Read The Manipulated (Joe Portugal Mysteries) Online
Authors: Nathan Walpow
He shook his head absentmindedly. A thought had come into his head. It was a big one. He started walking east and I went with him. He worked on the thought for two blocks, stopped in front of the soon-to-be Kirk Douglas Theatre. “Went to the movies here when I was a kid.”
“Me too,” I said.
“You know what I’ve been thinking?”
“I’m pretty sure.”
“You do?”
“Yeah. I think we might have some low-grade telepathy going.”
“What do you think about it?”
“I think we ought to let the police handle it.”
“You did know.”
“See? Telepathy.”
“But I mean, in case they don’t.”
“They will.”
“’Cause you did such a good job the other time.”
“That was easy. Finding someone who didn’t know I was looking for her.”
“You’re saying it would be harder to find someone who knows you’re looking for them?”
“I’m saying it’s more dangerous looking for someone who’s already killed someone.”
“You’re scared.”
“Damned right, I’m scared. You didn’t see what I saw in the den … oh. You did.”
“I made them show me.” He started walking again. After another block I managed to get him turned toward my house. After one more he said, “What could it hurt to poke arounda little?”
A question, I was irritated to realize, I’d already been asking myself. “Let’s see what the police come up with. They’ll probably have somebody in custody by tonight.”
“And if they don’t, you’ll take a shot at it?”
“No.”
“Well, how long does it have to be before you’ll take a shot at it?”
“I don’t know. I—”
“Two days? Three?”
“This is—”
“How about a week? If they haven’t found the guy in a week, will you take a shot at it?”
“I don’t—”
“Come on. A week. Humor me. They’ve got to find this guy in a week, don’t they?”

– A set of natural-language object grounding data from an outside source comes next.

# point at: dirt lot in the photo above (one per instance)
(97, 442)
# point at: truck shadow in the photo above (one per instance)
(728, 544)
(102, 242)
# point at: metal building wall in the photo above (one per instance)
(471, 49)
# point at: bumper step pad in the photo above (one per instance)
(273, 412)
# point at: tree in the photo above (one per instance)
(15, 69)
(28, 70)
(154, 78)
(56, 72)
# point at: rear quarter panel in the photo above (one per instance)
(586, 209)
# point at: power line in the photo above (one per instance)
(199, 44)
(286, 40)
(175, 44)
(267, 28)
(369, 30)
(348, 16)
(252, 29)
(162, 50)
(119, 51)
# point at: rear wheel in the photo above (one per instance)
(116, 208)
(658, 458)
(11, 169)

“Is another side effect of the Zoloft that it makes you a huge pain in the ass?”
He forced a smile. “That sounds like a yes to me.”

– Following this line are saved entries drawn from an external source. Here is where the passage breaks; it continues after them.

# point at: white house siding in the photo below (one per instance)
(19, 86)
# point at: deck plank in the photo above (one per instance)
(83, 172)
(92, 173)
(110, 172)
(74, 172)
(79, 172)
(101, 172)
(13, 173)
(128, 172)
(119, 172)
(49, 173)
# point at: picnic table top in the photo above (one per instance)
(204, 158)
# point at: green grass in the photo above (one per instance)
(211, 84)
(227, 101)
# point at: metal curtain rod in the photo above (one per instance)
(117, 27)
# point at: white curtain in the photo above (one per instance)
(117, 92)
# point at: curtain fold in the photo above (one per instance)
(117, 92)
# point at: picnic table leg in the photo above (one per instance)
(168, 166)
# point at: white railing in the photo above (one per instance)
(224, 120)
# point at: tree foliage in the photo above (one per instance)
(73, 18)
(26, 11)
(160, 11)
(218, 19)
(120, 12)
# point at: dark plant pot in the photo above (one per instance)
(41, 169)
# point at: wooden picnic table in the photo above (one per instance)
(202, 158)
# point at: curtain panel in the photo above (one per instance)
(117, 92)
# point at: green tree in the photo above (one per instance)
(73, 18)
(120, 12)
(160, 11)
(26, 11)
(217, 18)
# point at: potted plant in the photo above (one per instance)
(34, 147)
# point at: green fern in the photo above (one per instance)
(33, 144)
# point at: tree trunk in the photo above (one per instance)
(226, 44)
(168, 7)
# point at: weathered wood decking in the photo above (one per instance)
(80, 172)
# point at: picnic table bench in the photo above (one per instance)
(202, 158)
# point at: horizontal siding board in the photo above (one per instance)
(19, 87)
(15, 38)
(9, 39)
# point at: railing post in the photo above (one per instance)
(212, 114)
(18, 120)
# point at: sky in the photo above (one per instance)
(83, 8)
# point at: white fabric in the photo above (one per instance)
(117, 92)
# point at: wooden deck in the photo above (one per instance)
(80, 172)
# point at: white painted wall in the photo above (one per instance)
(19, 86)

“Yet another side effect. Your hearing’s all screwy.”
“A week. Then you’ll start.”
Mostly, I said it to get him off my back. Mostly. “Okay, Mike. After a week, if the police haven’t found the guy, I’ll start poking around.”
“Good man.” He stuck out his hand. I put out mine. We sealed the deal.
We continued back toward my place. Just after we turned down Madison he said,“That’s a week from last night, when it happened, right? Not a week from right now.”
“Don’t push it, man,” I said.
That night. Guess whose
punim
was up there on the screen?
Right. An ages-old head shot that they used whenever they chose to embarrass me by playing up one of my brushes with crime.
It was Channel 6’s lead female anchor, Jessica or Jennifer or whatever she was called. “We now have new information on the Dennis Lennox story. Present on the scene was this man, fifty-year-old Joseph Portugal of Culver City, who has been instrumental on several occasions in aiding the police with difficult cases. It is understood that Mr. Portugal was among those who discovered the victim’s body. It is not known what his further involvement in the case is or whether he is assisting authorities with their inquiries. Or …” Dramatic pause.“Whether he is a suspect in this killing. More when we have it. Ted?”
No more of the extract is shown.